Указка ползала по карте, как худая голодная пиявка, и главнокомандующему казалось, что там, где ее острый черный кончик задерживался, она глотала опорные пункты, укрепленные деревни, охраняемые разъезды.

— ...Противник численностью до двух полков вышел через деревню Дениславская к узловой станции Плесецкая и после короткого кровопролитного боя захватил ее... — гудел где— то сбоку, над самым ухом, простуженный насморочный голос штаб— офицера.
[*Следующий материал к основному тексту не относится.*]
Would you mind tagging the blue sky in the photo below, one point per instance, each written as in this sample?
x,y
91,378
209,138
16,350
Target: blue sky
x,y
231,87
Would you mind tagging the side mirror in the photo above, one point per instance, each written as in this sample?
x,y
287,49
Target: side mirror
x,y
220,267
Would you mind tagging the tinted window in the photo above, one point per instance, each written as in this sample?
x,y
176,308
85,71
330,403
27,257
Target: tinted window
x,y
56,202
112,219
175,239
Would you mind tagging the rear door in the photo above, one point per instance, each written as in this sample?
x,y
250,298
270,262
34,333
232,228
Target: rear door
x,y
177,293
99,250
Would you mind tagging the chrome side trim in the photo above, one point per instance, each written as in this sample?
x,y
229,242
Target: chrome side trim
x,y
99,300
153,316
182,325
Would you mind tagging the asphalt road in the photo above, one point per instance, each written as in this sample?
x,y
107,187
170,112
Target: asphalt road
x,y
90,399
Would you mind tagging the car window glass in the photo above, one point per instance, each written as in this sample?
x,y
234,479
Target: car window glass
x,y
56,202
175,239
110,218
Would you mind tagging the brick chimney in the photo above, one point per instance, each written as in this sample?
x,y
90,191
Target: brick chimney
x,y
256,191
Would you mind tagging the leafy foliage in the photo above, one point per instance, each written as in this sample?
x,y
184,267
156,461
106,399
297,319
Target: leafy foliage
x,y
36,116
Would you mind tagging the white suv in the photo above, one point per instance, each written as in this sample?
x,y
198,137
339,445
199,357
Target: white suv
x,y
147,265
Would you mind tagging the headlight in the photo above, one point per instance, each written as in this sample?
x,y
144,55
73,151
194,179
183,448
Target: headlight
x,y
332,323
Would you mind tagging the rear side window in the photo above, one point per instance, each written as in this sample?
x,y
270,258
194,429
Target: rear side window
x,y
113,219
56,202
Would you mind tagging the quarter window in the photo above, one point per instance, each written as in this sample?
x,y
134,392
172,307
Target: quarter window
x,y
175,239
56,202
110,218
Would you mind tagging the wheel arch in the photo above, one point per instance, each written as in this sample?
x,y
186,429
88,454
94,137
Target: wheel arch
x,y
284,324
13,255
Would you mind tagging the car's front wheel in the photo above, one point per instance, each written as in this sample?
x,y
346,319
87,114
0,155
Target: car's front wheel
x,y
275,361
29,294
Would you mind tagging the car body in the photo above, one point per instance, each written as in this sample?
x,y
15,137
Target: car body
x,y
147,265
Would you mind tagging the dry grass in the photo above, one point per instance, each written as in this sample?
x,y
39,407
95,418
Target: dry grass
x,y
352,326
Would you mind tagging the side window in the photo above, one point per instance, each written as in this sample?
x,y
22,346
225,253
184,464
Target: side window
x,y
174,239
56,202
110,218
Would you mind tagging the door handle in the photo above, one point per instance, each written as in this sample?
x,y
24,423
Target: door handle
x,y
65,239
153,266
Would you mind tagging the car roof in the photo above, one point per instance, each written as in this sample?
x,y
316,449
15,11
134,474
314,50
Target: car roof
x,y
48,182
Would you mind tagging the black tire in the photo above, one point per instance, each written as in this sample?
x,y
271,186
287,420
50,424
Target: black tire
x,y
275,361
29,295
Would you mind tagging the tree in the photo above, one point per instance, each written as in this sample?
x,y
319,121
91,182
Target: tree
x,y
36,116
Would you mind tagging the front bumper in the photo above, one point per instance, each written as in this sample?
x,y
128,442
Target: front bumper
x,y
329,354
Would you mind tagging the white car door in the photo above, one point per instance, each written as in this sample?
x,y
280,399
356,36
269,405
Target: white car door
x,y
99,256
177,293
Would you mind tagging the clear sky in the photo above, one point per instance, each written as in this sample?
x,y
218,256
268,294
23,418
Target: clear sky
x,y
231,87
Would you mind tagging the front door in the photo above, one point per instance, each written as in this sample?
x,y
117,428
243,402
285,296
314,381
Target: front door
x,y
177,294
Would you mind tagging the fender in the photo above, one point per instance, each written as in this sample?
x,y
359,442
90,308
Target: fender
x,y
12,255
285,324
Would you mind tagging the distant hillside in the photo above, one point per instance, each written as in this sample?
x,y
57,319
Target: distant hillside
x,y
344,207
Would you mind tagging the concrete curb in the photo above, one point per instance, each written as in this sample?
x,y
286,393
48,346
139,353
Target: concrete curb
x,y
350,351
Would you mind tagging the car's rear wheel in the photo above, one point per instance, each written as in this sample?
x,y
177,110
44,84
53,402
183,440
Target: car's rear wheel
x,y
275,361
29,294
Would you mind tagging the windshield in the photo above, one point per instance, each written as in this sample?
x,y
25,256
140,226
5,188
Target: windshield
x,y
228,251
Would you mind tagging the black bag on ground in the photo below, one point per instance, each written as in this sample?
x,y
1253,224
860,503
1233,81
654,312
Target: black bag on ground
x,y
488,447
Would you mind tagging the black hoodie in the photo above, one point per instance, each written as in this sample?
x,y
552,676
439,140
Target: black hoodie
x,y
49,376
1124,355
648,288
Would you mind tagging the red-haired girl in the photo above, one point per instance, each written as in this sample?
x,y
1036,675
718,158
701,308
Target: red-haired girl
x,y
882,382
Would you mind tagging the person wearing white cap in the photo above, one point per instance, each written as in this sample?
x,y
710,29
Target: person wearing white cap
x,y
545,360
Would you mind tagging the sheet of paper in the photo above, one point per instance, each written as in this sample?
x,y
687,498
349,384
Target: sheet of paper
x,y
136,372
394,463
Офицеру на хватало воздуха, его душили аденоиды, и главнокомандующему все время хотелось приказать ему высморкаться, но не было сил заговорить, и от этого Миллер плохо вникал в подробности доклада, их напрочь смывал гундосый сопливый голос штабиста. Да и в подробностях ли сейчас дело? Сейчас важна суть...

— ...При содействии местных жителей— проводников красные обошли по брошенным лесным дорогам укрепленный населенный пункт Кочмас и захватили разъезд четыреста шестнадцать, — бурлил тяжелым носом офицер. — Из— за угрозы быть отрезанными от основных сил наш бронепоезд «Генерал Алексеев» вынужден был отступить без боя, взорвав при отходе мост через реку Емца...

— Где сейчас проходит линия обороны? — перебил штабофицера Миллер, слушать дальше было невыносимо. Хотя в этом тоже была страшная примета всеобщего разрушения и гибели: командующему победоносной армией ни при каких обстоятельствах не мог бы докладывать офицер с заложенным носом.

— ...Нарушена связь... последние донесения недостоверны... части вышли из повиновения... — загугнил, забулькал штабист.

— Но где дислоцированы части, которые не вышли из повиновения и с которыми не нарушена связь? — зло выкриккул главнокомандующий.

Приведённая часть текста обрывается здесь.